A nuclear meltdown is the result of reactor core overheating, due to failure of cooling systems. As a result, the core temperature may rise drastically resulting in a literal melting down of equipment. This can lead to disastrous consequences, exposing the world to high dosages of radioactivity.

The Three Mile island incident (1979) in Pennsylvania, the Chernobyl disaster (1986) and Fukushima Daiichi disaster (2011) are some of the most recent incidents in history which bear testimony to the widespread threat that nuclear reactors pose when their safety mechanisms are breached.

There is a risk of such disasters occurring and destroying everything in their wake. Ergo the designing and maintenance of nuclear reactors is one of the most important tasks, as a nuclear catastrophe can have repercussions like radiation leak which will have long ranging effects on the environment for years to come.

The danger of radioactive exposure during mining and extraction of uranium and other radioactive ores, looms in developing, as well as developed countries.

The radioactive rubble and debris left after mining, if not properly disposed, can lead to several diseases like cancer and mutation. Once radioactive isotopes with highly ionizing radiation enter the food cycle, it can affect the entire ecosystem, flora and fauna.

Fission of a material like Uranium leaves by-products, which are themselves radioactive and highly harmful to the environment. Radioactivity cannot be turned off and therefore, there is no way but to safely store radioactive waste (till it exhausts its half-life and transforms into non-radioactive by-products).

There is widespread controversy regarding the choice of location for radioactive storage. Many techniques of radioactive waste disposal have been suggested including geological disposal, transmutation and reprocessing. While some are already in stages of implementation on a global level, the issue still stays largely unresolved.

The high safety standard requirement along with maintenance of radioactive waste treatment facilities add to costs further. For developing countries, the initial setup costs can be very steep, though the future payout in terms of energy output is high.

Often, nuclear breeder reactor programs are smoke screen for the development of nuclear weapons. There is no guarantee that fissionable nuclear fuel supplied to a country will not be used to produce weapons of mass destruction like atomic and hydrogen bombs.

If this technology falls in the wrong hands, it can spell disaster for the world.

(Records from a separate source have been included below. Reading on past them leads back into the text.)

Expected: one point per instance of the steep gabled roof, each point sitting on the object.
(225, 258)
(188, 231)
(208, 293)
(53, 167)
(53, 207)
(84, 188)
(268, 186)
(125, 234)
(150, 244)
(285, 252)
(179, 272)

So there is a considerable risk in promoting the use of technology.

Fusion (a process of energy generation through fusion of deuterium nuclei) has been a tougher nut to crack, compared to fission, as it requires a high initial energy input.

The problem of high energy plasma confinement has been the major stumbling block in its development. It is too early to talk about the pros and cons of nuclear fusion, as the technology is still in its infancy and controlled fusion reaction is still a pie in the sky.

Nuclear energy should be an option, but not the only one to rely on for the future. It must be remembered that nuclear power is not a renewable resource. Like crude oil, uranium fuel sources will be exhausted one day.

So nuclear energy cannot be perceived as a permanent solution to the energy problem but a temporary and inevitable one at best. Nevertheless, it deserves a position in the spectrum of energy solutions made available by technology. The long-term solution lies in developing technology based on renewable energy sources like wind, tidal and solar energy.